Abstract
Background
Persistent inguinal lymphadenopathy can range from benign to malignant causes. Lymphogranuloma venereum (LGV), a sexually transmitted infection (STI), is a possible cause, particularly in individuals engaged in sexual practices associated with a higher likelihood of transmitting STIs. This case series outlines the diagnostic challenges of LGV.
Case Presentation
Two male patients, aged 36 and 48, with sexual practices associated with an elevated risk of STI transmission, presented with inguinal lymphadenopathy.
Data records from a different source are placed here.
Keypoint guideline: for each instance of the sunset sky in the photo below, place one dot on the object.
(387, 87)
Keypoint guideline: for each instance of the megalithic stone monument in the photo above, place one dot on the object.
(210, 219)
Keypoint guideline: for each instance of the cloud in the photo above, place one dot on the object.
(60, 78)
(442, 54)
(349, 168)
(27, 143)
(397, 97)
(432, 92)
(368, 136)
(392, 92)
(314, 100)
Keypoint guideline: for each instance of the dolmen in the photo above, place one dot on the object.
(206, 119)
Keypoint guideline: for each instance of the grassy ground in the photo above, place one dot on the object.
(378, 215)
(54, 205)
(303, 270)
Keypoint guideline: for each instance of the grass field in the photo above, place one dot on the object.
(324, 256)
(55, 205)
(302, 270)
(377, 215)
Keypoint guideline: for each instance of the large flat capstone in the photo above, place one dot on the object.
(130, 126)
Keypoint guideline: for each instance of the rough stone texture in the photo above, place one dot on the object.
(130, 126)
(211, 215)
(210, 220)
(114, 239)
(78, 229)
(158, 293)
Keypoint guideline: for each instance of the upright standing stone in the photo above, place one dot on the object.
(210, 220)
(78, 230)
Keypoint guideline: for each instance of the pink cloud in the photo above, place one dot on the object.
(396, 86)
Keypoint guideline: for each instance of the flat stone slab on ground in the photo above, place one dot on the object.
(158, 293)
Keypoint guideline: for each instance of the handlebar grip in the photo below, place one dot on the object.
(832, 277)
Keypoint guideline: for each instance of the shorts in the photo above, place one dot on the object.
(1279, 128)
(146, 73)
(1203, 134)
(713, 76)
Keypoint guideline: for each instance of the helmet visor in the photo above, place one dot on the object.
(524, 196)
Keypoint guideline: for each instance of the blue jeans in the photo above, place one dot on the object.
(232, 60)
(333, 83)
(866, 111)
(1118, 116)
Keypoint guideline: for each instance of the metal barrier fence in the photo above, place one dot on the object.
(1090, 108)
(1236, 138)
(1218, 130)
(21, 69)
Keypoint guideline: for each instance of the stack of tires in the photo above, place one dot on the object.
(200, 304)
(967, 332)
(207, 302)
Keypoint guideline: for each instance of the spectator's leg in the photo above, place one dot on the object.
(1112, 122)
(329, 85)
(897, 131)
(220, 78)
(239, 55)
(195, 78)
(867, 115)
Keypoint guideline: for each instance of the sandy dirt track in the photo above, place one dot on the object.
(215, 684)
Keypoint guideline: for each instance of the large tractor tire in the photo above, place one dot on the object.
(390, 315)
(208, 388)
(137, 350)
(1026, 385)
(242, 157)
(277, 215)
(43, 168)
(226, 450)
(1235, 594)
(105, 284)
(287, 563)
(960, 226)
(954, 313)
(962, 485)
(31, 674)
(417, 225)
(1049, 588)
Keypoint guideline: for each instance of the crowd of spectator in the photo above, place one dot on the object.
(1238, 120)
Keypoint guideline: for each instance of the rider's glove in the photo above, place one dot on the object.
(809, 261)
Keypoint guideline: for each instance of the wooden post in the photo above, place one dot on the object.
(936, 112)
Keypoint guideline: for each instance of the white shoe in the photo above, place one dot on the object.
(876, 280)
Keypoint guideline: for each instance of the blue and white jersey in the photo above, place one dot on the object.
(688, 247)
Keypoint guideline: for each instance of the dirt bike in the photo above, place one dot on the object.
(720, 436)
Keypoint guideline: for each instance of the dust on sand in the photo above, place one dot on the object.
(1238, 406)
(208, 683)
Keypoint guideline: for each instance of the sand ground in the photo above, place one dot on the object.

Initial investigations, including rectal and genital nucleic acid amplification tests (NAATs) for STIs, were negative. Patient one underwent two fine-needle aspirations, both inconclusive. An excisional biopsy later confirmed LGV through a positive NAAT for Chlamydia trachomatis and consistent pathology. The diagnosis took several years, included three PET scans, and was complicated by a surgical site infection with Staphylococcus aureus. Patient 2, despite negative NAAT results, was empirically treated for LGV based on clinical suspicion, with resolution after doxycycline.
Intervention and Outcome
Both patients improved significantly with doxycycline. Retrospective serology showed elevated Chlamydia trachomatis IgG titers, supporting this diagnosis.
Conclusion
This case series emphasizes the need to consider LGV in patients with persistent lymphadenopathy and sexual practices that may increase the likelihood of STIs.